Introduction

The human innate immune system plays a pivotal role in detecting cancer-induced DNA damage and signaling the adaptive immune system to initiate an anti-tumor immune response. However, many cancer cells develop mechanisms to evade immunosurveillance. IMSA101 is a STING Agonist that augments the detection/signaling role via the cyclic guanosine monophosphate (GMP)-adenosine monophosphate (AMP) synthase (cGAS)-stimulator of interferon genes (STING) pathway. When IMSA101 is combined with DNA-damage inducing personalized ultra-fractionated stereotactic adaptive radiation therapy (PULSAR), given monthly and an Immune Checkpoint Inhibitor (ICI), we hypothesize a synergy will be formed that will optimize the immune system response. The IMSA101 Phase II program will evaluate the combination of PULSAR-ICI with/without IMSA101 for the treatment of oligometastatic and oligoprogressive metastatic solid tumors. The primary endpoint will compare progression-free rates for patients in a control group (PULSAR-ICI only) versus experimental group (PULSAR-ICI-IMSA101). 

Methods

IMSA101-102 is a phase 2, open-label, multicenter randomized clinical trial comparing the safety and efficacy of PULSAR and ICI with or without IMSA101 in patients with oligometastatic non-small cell lung cancer (NSCLC) and renal cell carcinoma (RCC). The study will start by enrolling approximately 9 patients to an ascending dose level, safety lead-in period where all patients will receive PULSAR + ICI + IMSA101 at either 800mcg or 1200mcg IMSA101 dose levels. Once the safety lead-in period is complete, approximately 34 patients will be randomized in a 1:1 ratio to either the experimental group (PULSAR + ICI + IMSA101) or to the control group (PULSAR + ICI).

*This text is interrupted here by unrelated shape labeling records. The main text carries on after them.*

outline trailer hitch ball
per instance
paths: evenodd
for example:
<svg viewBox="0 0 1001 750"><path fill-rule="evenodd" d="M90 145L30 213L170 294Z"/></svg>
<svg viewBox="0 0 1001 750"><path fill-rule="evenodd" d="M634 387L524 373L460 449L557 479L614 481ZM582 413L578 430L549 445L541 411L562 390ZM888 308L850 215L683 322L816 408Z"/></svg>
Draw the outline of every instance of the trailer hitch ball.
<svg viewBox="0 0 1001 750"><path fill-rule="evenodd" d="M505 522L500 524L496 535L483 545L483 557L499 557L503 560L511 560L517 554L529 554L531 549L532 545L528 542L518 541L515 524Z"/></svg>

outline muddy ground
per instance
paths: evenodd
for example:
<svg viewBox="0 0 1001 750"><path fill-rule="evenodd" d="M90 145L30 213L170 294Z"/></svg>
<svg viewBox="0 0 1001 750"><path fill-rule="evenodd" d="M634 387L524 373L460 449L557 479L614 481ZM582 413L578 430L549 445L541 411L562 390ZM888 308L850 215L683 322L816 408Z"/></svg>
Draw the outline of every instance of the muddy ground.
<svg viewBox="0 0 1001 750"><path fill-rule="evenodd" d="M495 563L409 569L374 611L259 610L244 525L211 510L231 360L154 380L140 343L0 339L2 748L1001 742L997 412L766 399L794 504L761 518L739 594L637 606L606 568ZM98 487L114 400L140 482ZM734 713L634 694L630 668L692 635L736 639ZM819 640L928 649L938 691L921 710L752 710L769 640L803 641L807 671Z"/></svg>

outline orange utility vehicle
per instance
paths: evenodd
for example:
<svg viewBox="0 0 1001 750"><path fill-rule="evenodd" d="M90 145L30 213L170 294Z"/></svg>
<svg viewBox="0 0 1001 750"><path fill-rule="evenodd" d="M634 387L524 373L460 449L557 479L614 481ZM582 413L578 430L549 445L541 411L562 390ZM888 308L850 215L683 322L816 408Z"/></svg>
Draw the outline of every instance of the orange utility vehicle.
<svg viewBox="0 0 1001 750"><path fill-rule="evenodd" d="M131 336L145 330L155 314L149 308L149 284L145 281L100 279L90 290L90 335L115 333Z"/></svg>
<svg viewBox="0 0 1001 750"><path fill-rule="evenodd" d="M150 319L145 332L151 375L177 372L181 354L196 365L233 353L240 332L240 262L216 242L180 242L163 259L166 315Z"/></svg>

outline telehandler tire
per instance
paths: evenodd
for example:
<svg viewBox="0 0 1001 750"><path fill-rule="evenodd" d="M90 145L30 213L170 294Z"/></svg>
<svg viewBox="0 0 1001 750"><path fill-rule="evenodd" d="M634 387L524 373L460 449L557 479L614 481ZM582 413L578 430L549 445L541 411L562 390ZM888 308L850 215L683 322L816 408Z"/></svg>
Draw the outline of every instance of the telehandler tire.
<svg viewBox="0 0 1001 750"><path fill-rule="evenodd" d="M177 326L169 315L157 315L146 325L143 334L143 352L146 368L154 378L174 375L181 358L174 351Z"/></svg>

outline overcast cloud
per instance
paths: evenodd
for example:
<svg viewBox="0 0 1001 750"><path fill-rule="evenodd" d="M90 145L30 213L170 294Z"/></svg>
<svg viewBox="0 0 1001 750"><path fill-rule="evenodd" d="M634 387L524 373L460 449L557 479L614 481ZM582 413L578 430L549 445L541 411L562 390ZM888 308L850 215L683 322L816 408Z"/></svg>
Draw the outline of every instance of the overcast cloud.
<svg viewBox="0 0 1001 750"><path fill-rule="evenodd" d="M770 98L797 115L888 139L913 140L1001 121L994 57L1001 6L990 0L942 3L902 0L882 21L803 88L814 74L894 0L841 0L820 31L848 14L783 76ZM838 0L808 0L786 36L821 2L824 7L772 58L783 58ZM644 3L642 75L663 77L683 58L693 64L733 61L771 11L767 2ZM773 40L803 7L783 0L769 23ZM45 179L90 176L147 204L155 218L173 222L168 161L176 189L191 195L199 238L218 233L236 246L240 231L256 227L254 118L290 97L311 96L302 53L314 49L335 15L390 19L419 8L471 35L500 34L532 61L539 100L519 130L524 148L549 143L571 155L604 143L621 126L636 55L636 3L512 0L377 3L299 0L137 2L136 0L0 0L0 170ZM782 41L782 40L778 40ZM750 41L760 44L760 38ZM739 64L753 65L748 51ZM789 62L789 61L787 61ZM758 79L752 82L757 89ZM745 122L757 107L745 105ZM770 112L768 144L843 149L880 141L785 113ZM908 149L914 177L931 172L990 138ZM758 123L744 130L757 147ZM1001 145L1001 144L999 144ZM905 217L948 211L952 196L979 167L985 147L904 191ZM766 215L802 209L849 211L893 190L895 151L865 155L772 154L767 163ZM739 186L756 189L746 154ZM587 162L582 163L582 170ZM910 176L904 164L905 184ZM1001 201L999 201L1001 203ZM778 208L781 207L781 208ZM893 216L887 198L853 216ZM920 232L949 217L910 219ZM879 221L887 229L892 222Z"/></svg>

IMSA101-103 is a phase 2, open-label, multicenter randomized clinical trial comparing the safety and efficacy of PULSAR + with or without IMSA101 in patients with oligoprogressive solid tumor malignancies. The study will start by enrolling approximately 9 patients to an ascending dose level, safety lead-in period where all patients will receive PULSAR + ICI + IMSA101 at either 800mcg or 1200mcg IMSA101 dose levels. Once the safety lead-in period is complete, approximately 39 patients will be randomized in a 2:1 ratio to either the experimental group (PULSAR + ICI + IMSA101) or to the control group (PULSAR + ICI) respectively.

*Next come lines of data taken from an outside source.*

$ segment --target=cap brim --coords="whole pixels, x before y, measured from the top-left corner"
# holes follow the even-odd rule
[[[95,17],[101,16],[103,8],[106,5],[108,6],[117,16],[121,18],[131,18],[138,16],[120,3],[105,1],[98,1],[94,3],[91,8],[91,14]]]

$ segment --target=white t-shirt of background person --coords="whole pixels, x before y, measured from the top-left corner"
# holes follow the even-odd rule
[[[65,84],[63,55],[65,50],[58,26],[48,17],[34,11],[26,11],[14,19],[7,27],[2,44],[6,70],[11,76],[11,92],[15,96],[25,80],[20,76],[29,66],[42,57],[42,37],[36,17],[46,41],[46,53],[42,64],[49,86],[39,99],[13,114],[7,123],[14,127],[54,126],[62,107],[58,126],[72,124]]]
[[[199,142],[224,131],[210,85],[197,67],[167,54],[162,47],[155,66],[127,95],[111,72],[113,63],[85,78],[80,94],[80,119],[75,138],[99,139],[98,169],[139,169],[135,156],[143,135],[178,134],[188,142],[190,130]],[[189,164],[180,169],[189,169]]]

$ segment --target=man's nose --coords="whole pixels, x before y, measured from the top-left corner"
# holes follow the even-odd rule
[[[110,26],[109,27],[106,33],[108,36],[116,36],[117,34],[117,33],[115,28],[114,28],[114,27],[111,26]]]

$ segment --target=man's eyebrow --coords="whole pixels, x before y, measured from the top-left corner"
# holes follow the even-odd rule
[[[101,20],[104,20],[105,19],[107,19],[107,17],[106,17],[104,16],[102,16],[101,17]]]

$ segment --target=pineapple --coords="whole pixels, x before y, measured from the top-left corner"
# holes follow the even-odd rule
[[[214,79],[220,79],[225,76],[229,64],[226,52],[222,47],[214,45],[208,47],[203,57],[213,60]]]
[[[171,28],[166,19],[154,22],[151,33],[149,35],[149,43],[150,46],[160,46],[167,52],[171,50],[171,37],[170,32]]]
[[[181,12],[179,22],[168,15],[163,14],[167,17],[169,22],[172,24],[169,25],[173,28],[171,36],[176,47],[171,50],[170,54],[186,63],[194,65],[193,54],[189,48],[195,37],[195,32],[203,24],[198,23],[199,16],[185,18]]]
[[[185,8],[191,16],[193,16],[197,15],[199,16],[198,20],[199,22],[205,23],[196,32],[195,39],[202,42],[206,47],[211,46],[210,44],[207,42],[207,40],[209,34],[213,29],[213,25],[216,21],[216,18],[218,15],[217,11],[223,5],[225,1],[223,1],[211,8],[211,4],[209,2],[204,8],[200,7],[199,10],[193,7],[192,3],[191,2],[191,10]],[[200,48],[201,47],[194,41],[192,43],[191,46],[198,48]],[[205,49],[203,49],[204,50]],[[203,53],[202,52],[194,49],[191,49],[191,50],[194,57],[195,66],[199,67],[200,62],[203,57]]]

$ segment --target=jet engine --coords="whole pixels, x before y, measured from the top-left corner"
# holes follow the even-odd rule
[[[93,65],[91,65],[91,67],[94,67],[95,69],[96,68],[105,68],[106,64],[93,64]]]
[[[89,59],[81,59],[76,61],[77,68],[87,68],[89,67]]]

In both trials, the treatment regimen will consist of: 1) three doses of PULSAR, spaced 1 month apart, 2) either Nivolumab or Pembrolizumab ICI dosed according to product label and, for patients in the experimental group, 3) five intra-tumoral injections of IMSA101 over a 60-day period. All patients will be assessed for anti-tumor efficacy at screening, prior to the end Cycle 3, and at 8-week intervals thereafter based on radiographic assessments and analysis of ORR, DOR, TTP, and PFS (all outcome measures per RECIST Version 1.1 and iRECIST). A Quality of Life Assessment will be performed using the FACT-G tool which measures four domains of health related QoL, namely physical, social, emotional, and functional well-being, in cancer patients.

Results

To be provided at later date, pending enrollment and data collection.

Conclusion

The goal of the two Ph 2 trials is to determine if the triplet therapy of IMSA101 + PULSAR + ICI provides a greater proportion of patients remaining progression-free after commencement of therapy than those patients receiving PULSAR + ICI alone.